Le chef de l’État, dans son message, reconnaît « qu’il reste beaucoup à faire ». Les partenaires au développement insistent sur la nécessité d’accélérer les réformes de gouvernance budgétaire et de renforcer l’environnement des affaires. Autant de chantiers que Paul Biya a placés sous le sceau d’une « résilience partagée », misant sur des projets d’infrastructures structurants, du complexe portuaire de Kribi à la modernisation du corridor Douala-Ndjamena, axe névralgique pour les échanges avec les pays enclavés de la CEMAC.
Stabilité régionale et rôle pivot de Yaoundé
Au-delà des frontières, la candidature de Paul Biya interpelle partenaires et voisins, conscients du rôle pivot du Cameroun dans la surveillance du golfe de Guinée. La coopération maritime, notamment dans la lutte contre la piraterie, reste saluée par les commandements navals occidentaux. La présidence camerounaise entend, selon un conseiller joint par téléphone, « poursuivre la diplomatie de concertation qui fait la marque de Yaoundé ».

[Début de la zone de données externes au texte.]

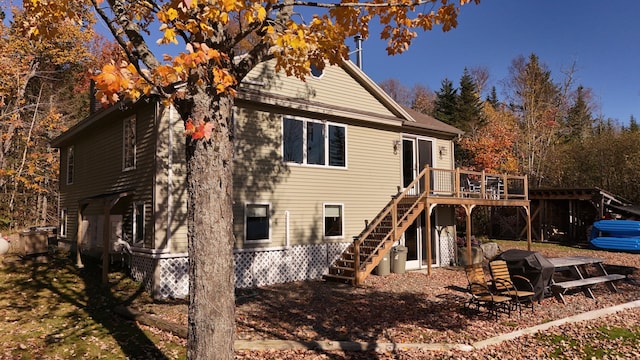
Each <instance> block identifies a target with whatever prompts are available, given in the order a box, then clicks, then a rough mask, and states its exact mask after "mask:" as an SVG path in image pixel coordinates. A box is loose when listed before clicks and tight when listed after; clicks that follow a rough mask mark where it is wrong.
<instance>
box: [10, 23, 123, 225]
mask: <svg viewBox="0 0 640 360" xmlns="http://www.w3.org/2000/svg"><path fill="white" fill-rule="evenodd" d="M21 16H22V14H21V13H19V12H14V13H12V14H6V13H4V12H0V20H2V21H1V23H0V34H1V39H0V66H1V67H2V72H0V117H1V121H0V229H2V230H7V229H10V230H19V229H22V228H24V227H26V226H33V225H48V224H53V225H57V224H58V216H59V214H58V172H59V155H58V152H57V149H53V148H51V147H50V143H51V140H53V139H54V138H55V137H57V136H58V135H60V134H61V133H62V132H63V131H65V130H66V129H68V128H69V127H71V126H72V125H73V124H75V123H77V122H78V121H80V120H81V119H83V118H85V117H86V116H87V115H88V114H89V110H90V98H89V83H90V73H89V71H90V70H94V69H96V68H99V66H100V65H101V64H102V63H104V62H106V61H107V59H110V58H112V57H111V54H113V53H118V52H117V50H116V49H117V48H116V47H115V44H114V43H110V42H108V41H106V40H105V39H104V38H103V37H102V36H100V35H99V34H97V33H95V32H93V31H87V30H86V29H84V30H81V29H80V28H79V27H77V26H75V25H73V24H70V23H69V24H64V25H61V29H60V30H61V31H60V35H59V36H57V37H56V38H55V39H48V40H47V41H32V40H29V39H27V38H25V37H24V34H23V33H22V30H21V29H20V28H19V27H18V26H16V24H20V22H21V20H22V18H21ZM90 28H91V27H90Z"/></svg>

Sur le plan continental, la voix de Paul Biya pèse dans les discussions sur la réforme du Conseil de sécurité des Nations unies ou sur la Zone de libre-échange continentale africaine. Les analystes rappellent que sa longue expérience lui permet d’arbitrer, en coulisses, des différends parfois latents entre États d’Afrique centrale, contribuant à une stabilité essentielle pour les corridors économiques partagés avec le Congo-Brazzaville et les autres partenaires de la sous-région.
Perspectives électorales et horizon 2025
À quinze mois du scrutin, la trajectoire du Cameroun se joue à la fois dans les urnes et dans la capacité des institutions à canaliser le pluralisme politique. La Commission nationale des droits de l’homme a déjà lancé des ateliers de sensibilisation au vote apaisé, tandis que les organisations de la société civile réclament un accès équitable aux médias pour tous les candidats.
Pour la communauté diplomatique, la campagne qui s’ouvre doit servir de catalyseur à un débat de fond sur la diversification économique, la transition climatique et la cohésion nationale. Le président sortant, fort d’un bilan qu’il juge « solide malgré les épreuves », parie sur la continuité pour relever ces défis, estimant que « ensemble, il n’est pas de défis que nous ne puissions surmonter ». Les électeurs auront le dernier mot le 12 octobre 2025, au terme d’une séquence qui, quoi qu’il advienne, comptera dans l’histoire politique contemporaine du Cameroun.